If Bronstein thinks it’s so terrible for a paper to use an anecdote which has already appeared in another paper, then he might be disturbed to discover that yet another version of Batts’s anecdote had appeared in the Long Beach Press-Telegram five days before it appeared in the San Francisco Chronicle. Obviously this doesn’t mean that the Chronicle “borrowed” or “stole” anything from the Press-Telegram; all it means is that Batts tells this anecdote a lot, and reporters from many different papers (I think we’re up to four so far, after about 2 minutes worth of “research” on my part) find the anecdote interesting enough to feature prominently in their articles.

Bronstein ends his post this way:

Note to NYTimes Editor Bill Keller who, like his predecessors, still puts out a generally impressive product: The interwebs has all sorts of digital magic to check stories for prior use. Punch up the Tribune before you make your next move into Chicago.

Note to former SFChronicle Editor Phil Bronstein: The interwebs has all sorts of digital magic to check stories for prior use. Punch up the Google before you make your next indignant complaint about an oft-repeated anecdote being proprietary to the Chronicle.

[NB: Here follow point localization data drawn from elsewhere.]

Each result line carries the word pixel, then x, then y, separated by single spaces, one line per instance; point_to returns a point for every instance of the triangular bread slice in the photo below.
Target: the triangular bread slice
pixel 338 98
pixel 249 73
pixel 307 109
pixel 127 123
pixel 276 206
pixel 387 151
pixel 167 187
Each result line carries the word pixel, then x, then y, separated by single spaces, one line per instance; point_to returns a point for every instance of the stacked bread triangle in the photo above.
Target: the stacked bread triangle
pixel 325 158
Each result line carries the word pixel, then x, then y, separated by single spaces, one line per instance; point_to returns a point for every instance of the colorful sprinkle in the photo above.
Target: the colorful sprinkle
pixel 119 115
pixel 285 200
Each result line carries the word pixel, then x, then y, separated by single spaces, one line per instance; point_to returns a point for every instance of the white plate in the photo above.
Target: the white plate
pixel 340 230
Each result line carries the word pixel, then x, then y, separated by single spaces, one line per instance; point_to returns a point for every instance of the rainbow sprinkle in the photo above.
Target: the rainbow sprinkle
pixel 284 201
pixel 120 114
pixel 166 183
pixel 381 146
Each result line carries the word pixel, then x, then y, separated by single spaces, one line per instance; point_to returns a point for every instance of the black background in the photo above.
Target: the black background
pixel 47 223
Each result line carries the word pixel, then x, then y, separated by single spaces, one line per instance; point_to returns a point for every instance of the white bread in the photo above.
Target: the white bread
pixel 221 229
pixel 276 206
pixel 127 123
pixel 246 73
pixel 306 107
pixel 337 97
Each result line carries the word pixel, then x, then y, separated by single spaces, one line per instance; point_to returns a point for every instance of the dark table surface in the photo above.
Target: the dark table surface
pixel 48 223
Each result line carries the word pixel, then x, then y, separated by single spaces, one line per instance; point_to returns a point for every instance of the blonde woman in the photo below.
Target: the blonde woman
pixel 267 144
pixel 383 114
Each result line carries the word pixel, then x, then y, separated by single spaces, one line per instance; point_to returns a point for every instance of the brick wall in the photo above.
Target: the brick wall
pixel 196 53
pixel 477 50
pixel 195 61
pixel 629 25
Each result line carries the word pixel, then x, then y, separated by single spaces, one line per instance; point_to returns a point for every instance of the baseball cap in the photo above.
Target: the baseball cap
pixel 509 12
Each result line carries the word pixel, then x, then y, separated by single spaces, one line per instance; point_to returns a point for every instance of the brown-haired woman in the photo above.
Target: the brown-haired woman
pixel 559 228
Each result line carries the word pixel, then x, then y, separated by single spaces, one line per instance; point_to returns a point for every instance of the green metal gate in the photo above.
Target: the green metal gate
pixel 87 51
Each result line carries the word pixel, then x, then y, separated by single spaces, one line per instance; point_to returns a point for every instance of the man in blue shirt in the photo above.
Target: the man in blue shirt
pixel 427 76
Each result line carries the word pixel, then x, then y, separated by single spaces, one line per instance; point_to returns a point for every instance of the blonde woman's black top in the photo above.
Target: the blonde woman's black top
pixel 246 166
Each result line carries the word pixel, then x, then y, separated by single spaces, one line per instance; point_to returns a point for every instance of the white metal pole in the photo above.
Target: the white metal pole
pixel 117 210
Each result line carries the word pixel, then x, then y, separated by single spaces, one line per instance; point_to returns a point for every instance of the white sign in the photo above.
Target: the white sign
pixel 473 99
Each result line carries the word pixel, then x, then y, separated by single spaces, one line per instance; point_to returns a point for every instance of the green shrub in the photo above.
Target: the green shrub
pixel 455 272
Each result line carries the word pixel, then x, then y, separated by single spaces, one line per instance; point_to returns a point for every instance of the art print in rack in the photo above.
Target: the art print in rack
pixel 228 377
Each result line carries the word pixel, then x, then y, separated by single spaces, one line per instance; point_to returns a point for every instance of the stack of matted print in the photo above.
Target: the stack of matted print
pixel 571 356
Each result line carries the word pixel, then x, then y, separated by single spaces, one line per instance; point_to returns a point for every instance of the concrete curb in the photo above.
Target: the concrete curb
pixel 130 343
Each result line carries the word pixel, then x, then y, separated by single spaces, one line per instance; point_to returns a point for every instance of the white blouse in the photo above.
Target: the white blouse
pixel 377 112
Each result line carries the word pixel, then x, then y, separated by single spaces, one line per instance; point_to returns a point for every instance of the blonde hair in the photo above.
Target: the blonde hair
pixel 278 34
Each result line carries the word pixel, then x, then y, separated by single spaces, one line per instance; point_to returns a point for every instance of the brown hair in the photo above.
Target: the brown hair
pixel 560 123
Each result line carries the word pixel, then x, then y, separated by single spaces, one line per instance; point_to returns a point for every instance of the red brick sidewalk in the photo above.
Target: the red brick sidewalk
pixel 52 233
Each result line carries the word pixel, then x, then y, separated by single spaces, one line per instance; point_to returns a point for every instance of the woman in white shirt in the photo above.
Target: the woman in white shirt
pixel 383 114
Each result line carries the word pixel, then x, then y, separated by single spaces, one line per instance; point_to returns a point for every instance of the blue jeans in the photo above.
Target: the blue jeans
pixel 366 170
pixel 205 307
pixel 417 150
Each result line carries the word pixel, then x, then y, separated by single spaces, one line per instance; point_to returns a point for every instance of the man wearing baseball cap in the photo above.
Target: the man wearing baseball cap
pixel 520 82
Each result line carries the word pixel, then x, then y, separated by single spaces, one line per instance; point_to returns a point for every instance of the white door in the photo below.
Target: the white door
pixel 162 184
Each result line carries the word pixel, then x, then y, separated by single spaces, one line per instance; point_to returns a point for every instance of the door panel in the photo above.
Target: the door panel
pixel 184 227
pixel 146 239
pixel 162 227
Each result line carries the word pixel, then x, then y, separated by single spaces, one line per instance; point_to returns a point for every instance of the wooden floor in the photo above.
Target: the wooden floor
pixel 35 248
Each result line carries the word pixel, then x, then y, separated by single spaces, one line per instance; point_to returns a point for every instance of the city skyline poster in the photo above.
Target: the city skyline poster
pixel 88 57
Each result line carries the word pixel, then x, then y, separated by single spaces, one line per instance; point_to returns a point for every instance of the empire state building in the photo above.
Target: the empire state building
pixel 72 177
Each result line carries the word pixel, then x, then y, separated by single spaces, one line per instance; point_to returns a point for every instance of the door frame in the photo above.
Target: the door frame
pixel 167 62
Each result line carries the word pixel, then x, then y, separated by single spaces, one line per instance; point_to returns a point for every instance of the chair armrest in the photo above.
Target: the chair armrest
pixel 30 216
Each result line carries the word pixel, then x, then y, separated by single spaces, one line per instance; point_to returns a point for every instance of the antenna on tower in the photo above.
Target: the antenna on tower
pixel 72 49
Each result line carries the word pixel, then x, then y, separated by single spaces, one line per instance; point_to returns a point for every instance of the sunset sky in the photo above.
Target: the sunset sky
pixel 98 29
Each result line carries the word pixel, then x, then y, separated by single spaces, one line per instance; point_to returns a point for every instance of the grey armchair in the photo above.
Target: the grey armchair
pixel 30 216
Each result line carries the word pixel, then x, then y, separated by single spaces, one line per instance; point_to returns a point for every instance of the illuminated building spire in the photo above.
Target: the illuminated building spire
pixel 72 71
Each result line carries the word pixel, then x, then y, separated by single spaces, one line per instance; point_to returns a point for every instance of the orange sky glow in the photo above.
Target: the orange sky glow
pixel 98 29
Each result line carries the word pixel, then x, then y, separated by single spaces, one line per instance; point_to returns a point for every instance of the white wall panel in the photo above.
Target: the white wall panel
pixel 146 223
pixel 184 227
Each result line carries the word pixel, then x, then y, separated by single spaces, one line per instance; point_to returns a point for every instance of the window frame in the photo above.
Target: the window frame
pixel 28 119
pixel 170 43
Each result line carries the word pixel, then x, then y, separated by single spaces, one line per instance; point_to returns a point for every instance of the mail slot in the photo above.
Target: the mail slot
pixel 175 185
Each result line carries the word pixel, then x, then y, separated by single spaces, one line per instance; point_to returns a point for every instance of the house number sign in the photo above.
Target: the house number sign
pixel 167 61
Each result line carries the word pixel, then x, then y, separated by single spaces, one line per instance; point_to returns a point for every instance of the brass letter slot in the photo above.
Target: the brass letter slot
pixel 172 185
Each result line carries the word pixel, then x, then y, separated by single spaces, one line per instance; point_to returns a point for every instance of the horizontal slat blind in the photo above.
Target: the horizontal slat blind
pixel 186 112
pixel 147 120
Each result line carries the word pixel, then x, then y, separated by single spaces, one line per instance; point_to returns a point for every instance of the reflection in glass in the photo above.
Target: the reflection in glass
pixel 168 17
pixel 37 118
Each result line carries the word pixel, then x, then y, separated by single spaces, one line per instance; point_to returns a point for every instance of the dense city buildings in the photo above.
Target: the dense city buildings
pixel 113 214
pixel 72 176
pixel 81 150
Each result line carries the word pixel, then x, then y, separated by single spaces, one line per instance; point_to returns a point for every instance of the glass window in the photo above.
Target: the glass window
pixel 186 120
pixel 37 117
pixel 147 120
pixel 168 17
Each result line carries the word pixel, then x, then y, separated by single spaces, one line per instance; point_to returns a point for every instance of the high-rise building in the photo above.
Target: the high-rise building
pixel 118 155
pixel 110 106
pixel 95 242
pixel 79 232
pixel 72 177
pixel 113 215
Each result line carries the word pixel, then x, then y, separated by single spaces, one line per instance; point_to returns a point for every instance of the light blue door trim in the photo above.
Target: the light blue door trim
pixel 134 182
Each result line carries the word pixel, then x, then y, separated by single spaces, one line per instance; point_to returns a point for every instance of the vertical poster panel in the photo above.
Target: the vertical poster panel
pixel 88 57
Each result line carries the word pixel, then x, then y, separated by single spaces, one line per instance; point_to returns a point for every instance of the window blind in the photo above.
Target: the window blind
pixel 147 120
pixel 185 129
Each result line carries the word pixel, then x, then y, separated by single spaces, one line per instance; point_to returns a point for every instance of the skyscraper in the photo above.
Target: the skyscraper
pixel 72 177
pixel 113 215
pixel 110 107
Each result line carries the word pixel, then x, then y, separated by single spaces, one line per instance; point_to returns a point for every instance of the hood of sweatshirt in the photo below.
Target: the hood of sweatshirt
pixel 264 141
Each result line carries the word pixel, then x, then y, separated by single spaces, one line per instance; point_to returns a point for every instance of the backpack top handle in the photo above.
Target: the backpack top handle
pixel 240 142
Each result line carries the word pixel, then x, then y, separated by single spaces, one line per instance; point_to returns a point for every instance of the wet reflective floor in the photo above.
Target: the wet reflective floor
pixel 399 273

Local newspaper executives have said that they are not threatened by the Times’s expansion of its Bay Area coverage, and that’s probably true in some ways—the Times is not really equipped to compete with local dailies when it comes to getting scoops or covering breaking news, and local publishers and editors certainly have bigger problems than the New York Times to worry about. Bronstein’s post suggests to me, however, that resentment about the NYT’s bigfooting on local turf, which has always existed in regional newsrooms, may have grown larger now that the Times has planted a flag more securely in Bay Area soil. And while the Times may not be able to compete journalistically with the Chronicle, it can certain compete for home delivery subscribers and web readers.